March 18, 2012

How Rapidly Money Is Changing Hands

Readers suggested a topic on the economy. “The velocity of money, as measured by M2, just touched on a level last seen when I was a wee lad. Here is the graph posted a day or so back. One thing I recall about the period from 1966 through 1982 is that it was not exactly a joy ride for those US investors whose portfolios were loaded down with either long-term bonds or stocks. Should we care, and how should American households factor this information in their financial decisions?”

A reply, “Go to cash. The velocity of money is a measure of how rapidly money is changing hands. If money isn’t changing hands very rapidly then that is a sign that people are hanging on to what money they have rather than spending it. A consumer-based economy depends on consumers spending money. If consumers are not doing so then such an economy is hosed.”

Another said, “Possible alternate explanation: consumers are spending about like they usually do (see retail sales data), but banks are sitting on an unprecedented amount of cash in the form of reserves (which the Fed pumped into them). Big corps are sitting on lots of cash too. It might not be the consumer at all this time.”

One had this, “A somewhat speculative but reasonable presumption is that debt service is driving the velocity into the ground and once the debt is retired, velocity will accelerate rapidly. Not a forecast.”

And another, “Here’s my suspicion on why this is: No long term stability. The government itself is picking and choosing winners. The Supercommittee tax and spending cuts - are they real or will they be whittled away? What’s the tax situation going to be? What is the long term housing situation? What will the elections bring?”

“So, if lack of an ability to plan longer term exists, it may well be what is causing people to sit back and keep their powder dry. Also - state of the economy is uncertain. Recession? Recovery? I’m guessing after the election, the longer term outlook should become clearer. But, I’m looking to hire a a haruspex in any case.”

And finally, “I suspect that not too many people are keeping their powder dry. The majority of people I know are running just a little short on powder. A lot of people were borrowing to keep up over the past decade and now that is getting more difficult. The government is trying to take up the slack (borrowing) but isn’t quite. I think the velocity of M is down because we have passed Peak Credit. it is not going to come back in our lifetimes, JMO. This is fine for me, I have not been able to compete well with borrowers.”

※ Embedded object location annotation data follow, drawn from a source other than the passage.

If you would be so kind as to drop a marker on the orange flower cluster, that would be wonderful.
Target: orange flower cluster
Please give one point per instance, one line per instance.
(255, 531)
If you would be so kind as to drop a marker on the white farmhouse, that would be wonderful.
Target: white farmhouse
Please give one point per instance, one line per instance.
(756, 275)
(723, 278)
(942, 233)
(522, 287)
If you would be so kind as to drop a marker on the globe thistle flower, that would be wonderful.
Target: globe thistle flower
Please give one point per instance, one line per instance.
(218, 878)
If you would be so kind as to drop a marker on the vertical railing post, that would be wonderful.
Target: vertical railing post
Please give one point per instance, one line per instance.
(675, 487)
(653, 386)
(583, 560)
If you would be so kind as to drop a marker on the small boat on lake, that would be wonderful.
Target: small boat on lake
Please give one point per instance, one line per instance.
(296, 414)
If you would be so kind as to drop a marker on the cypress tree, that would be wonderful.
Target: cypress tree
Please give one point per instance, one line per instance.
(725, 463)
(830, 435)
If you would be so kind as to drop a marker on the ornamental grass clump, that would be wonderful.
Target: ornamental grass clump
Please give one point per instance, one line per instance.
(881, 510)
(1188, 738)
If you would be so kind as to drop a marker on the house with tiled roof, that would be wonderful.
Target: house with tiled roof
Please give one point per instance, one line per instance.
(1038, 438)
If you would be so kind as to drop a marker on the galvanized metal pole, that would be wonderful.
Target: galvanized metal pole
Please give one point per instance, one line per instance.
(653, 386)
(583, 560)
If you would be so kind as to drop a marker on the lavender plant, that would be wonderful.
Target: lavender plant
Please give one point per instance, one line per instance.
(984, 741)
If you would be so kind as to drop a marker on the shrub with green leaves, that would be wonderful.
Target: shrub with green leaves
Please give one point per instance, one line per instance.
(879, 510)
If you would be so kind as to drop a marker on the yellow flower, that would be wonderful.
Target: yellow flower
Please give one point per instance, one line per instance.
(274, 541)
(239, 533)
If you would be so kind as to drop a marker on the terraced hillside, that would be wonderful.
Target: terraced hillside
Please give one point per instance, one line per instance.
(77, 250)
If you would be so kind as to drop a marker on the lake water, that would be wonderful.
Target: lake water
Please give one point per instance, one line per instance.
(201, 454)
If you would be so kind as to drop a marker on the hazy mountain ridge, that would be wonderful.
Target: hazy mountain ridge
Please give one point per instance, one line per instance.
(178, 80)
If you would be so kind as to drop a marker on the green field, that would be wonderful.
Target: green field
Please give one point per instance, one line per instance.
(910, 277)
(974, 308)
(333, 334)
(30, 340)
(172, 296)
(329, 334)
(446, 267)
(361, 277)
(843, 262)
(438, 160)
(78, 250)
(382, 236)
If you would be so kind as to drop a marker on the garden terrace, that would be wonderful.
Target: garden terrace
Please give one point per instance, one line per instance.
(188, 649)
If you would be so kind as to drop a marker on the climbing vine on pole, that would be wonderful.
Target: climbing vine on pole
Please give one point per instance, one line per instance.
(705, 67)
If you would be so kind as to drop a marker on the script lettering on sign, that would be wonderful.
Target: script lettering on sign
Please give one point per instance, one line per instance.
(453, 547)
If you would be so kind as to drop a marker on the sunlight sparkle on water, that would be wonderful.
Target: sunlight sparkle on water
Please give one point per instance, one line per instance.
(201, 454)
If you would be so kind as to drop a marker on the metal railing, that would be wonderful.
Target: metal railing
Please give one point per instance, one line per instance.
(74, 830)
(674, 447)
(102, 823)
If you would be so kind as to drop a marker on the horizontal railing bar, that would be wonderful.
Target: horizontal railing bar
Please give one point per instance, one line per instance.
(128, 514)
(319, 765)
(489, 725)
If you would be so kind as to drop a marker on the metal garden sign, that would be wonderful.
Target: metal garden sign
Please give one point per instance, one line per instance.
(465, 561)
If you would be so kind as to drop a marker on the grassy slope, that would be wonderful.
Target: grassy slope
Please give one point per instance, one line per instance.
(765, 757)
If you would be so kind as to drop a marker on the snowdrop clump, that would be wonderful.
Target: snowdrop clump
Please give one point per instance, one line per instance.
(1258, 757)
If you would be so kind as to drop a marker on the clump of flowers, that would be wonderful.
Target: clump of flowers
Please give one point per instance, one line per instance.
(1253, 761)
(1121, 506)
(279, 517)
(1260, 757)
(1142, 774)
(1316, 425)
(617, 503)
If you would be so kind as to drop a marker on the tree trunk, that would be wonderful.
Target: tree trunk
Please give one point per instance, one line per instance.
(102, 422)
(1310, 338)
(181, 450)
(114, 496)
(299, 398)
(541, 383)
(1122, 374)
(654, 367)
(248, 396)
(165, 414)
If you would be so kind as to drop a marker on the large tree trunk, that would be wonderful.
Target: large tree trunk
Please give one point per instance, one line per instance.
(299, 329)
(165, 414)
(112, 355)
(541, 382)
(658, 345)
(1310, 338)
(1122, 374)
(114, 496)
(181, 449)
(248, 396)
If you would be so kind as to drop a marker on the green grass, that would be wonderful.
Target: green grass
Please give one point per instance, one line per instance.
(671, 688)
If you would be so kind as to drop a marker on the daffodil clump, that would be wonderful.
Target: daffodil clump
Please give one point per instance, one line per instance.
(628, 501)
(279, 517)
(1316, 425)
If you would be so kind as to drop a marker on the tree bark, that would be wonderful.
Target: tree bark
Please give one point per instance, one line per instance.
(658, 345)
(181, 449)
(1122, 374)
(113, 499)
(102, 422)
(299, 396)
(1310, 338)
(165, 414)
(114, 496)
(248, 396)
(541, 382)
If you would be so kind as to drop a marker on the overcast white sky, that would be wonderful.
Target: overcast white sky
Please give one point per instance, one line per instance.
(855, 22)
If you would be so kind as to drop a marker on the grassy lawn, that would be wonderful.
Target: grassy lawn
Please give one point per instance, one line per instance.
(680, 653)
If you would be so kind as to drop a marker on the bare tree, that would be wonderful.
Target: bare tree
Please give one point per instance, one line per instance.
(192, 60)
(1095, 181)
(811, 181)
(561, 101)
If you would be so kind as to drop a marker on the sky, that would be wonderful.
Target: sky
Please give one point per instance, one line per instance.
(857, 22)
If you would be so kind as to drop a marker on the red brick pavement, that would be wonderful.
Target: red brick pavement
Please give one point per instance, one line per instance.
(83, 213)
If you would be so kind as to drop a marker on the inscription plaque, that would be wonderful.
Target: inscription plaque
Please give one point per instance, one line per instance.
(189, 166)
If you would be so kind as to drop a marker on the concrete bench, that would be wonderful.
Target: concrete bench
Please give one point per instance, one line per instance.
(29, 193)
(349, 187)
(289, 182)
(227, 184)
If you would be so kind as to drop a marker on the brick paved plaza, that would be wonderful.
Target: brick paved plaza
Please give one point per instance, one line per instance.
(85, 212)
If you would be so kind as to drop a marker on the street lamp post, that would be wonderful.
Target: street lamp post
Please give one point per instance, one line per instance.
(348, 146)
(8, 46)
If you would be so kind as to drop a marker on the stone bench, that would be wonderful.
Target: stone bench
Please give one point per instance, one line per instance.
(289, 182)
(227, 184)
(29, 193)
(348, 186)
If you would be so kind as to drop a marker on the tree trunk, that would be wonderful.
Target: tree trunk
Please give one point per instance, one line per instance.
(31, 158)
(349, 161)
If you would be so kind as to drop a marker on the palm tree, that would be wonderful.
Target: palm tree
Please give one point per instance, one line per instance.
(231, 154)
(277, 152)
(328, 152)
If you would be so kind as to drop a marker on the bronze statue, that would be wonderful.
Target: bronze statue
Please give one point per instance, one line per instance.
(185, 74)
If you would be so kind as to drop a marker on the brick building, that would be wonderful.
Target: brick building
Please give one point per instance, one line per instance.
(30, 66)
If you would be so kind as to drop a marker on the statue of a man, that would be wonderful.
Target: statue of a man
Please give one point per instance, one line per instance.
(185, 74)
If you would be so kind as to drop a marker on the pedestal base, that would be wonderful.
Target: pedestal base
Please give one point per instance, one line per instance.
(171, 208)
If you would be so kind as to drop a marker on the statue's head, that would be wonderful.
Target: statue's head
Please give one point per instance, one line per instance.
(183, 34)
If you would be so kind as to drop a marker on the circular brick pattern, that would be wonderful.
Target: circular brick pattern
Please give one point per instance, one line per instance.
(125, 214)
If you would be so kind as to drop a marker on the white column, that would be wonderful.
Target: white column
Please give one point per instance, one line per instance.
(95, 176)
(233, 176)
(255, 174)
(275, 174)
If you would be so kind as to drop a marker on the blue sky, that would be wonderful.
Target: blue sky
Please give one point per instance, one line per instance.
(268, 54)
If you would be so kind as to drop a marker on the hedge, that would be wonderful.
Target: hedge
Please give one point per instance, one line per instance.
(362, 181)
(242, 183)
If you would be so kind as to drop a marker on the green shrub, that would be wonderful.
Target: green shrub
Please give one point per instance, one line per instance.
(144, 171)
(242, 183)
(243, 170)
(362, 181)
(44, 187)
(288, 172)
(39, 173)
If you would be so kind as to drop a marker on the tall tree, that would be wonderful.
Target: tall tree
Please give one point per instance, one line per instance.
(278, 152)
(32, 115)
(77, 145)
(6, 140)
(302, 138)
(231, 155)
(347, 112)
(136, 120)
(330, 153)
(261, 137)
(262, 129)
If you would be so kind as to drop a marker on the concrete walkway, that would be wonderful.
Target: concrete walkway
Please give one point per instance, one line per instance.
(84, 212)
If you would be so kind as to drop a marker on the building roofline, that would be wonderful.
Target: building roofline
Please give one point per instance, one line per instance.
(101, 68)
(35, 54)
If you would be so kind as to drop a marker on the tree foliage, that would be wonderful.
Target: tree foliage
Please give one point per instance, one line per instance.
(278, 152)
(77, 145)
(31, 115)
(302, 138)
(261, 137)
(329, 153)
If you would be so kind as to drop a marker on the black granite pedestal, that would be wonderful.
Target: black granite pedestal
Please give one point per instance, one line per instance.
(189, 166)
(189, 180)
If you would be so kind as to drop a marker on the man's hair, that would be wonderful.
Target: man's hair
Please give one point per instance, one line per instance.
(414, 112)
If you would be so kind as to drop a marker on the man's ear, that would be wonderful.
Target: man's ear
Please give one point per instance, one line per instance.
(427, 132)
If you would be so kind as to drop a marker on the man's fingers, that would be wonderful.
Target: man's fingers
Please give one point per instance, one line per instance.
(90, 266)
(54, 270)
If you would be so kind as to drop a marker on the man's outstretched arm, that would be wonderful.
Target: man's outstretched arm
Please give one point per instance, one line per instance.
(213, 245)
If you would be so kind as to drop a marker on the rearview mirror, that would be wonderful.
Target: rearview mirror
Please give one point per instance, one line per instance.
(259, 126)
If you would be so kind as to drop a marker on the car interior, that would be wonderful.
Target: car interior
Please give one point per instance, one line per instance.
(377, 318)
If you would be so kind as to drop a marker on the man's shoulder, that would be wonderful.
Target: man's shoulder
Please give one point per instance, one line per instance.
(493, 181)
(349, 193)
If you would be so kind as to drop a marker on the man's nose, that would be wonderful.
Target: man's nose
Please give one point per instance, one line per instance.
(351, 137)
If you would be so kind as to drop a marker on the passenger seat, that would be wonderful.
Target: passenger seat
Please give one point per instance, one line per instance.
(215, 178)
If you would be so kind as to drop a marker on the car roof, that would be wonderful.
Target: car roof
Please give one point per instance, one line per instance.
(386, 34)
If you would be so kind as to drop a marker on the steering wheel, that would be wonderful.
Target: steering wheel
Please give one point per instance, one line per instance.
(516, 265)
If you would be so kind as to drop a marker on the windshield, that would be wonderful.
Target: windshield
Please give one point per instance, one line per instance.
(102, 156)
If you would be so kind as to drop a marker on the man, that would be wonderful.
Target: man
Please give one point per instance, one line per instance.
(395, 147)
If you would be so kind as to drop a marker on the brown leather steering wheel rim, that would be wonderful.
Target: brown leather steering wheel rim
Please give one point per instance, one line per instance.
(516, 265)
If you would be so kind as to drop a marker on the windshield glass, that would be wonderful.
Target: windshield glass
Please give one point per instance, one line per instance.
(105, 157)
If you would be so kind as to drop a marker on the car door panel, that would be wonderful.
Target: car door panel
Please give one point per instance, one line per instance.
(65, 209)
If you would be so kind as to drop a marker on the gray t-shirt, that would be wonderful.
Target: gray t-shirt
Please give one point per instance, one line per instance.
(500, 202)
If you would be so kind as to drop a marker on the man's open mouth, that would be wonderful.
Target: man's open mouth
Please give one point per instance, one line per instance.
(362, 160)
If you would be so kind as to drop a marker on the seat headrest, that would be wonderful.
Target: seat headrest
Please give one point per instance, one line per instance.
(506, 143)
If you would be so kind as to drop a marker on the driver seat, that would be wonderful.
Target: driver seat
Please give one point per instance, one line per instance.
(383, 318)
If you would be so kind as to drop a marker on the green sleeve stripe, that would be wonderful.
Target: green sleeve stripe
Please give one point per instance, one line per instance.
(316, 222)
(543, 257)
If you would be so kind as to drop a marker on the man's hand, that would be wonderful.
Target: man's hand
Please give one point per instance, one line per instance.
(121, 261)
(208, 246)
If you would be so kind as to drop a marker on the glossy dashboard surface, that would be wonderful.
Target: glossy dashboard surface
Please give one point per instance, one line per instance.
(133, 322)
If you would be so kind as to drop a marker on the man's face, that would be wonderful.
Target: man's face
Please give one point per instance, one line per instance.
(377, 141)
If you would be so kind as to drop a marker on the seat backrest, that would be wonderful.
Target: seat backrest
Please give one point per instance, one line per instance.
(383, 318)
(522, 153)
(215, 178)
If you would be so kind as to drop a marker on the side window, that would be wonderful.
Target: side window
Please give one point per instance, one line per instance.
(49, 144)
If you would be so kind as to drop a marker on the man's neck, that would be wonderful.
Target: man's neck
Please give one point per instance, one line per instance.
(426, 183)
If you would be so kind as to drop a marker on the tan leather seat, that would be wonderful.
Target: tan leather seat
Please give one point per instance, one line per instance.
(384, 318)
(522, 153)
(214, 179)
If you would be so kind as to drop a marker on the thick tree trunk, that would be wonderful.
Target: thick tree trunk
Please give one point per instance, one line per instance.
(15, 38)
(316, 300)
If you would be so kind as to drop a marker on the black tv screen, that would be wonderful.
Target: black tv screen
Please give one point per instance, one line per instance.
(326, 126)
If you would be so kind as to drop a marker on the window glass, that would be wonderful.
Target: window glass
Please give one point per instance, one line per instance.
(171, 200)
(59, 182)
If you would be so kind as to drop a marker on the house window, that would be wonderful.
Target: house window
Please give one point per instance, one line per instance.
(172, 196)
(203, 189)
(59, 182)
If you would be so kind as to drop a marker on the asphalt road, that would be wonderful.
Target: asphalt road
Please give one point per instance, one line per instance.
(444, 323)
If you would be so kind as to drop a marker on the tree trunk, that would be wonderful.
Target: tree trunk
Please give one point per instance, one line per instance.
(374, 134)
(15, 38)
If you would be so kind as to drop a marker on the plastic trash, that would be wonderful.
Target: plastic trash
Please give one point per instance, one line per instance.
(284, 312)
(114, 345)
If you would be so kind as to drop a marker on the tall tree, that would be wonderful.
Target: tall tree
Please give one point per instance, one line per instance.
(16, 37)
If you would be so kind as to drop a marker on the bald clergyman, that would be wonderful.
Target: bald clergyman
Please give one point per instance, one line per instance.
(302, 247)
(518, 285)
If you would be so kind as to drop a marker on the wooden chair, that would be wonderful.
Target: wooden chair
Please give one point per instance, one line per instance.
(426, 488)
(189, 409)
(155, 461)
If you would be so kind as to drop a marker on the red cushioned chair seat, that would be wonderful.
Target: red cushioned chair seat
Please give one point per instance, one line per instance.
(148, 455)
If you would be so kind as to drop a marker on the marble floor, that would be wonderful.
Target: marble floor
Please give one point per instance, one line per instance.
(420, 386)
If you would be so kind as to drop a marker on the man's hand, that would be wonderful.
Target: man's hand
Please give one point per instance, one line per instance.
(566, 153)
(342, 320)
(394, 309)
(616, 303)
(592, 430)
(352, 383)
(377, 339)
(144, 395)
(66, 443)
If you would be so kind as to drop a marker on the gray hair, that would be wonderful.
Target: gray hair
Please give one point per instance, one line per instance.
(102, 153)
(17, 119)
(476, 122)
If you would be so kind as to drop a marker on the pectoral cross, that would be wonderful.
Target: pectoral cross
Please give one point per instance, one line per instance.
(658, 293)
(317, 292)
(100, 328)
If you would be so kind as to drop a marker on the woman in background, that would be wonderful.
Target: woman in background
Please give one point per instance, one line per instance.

The Springfield News Sun. “Owning a home once was a sure bet, an investment that would never lose value, said Michael Ford, founding director of Xavier’s Center for the Study of the American Dream. Owning a home once signaled that you ‘made it.’ In recent years, however, property values and home prices have dropped. The mandated update of property values in 2011 in Butler County, for example, resulted in a 4.3 percent average drop in residential property values and a total devaluation of about $250 million, according to the auditor’s office.”

“‘To talk about it as the American dream, I think people still want to own homes, but are reluctant after such a decline,’ said Ben Dunham, an agent for Henderson Land Investment Company in Urbana.”

“The people most affected are the homeowners who had the dream of their house appreciating in value and then upgrading, he said. ‘They’re not able to sell and do the upgrade. They did have the idea of upgrading and that’s not just going to happen in the current environment,’ Dunham said.”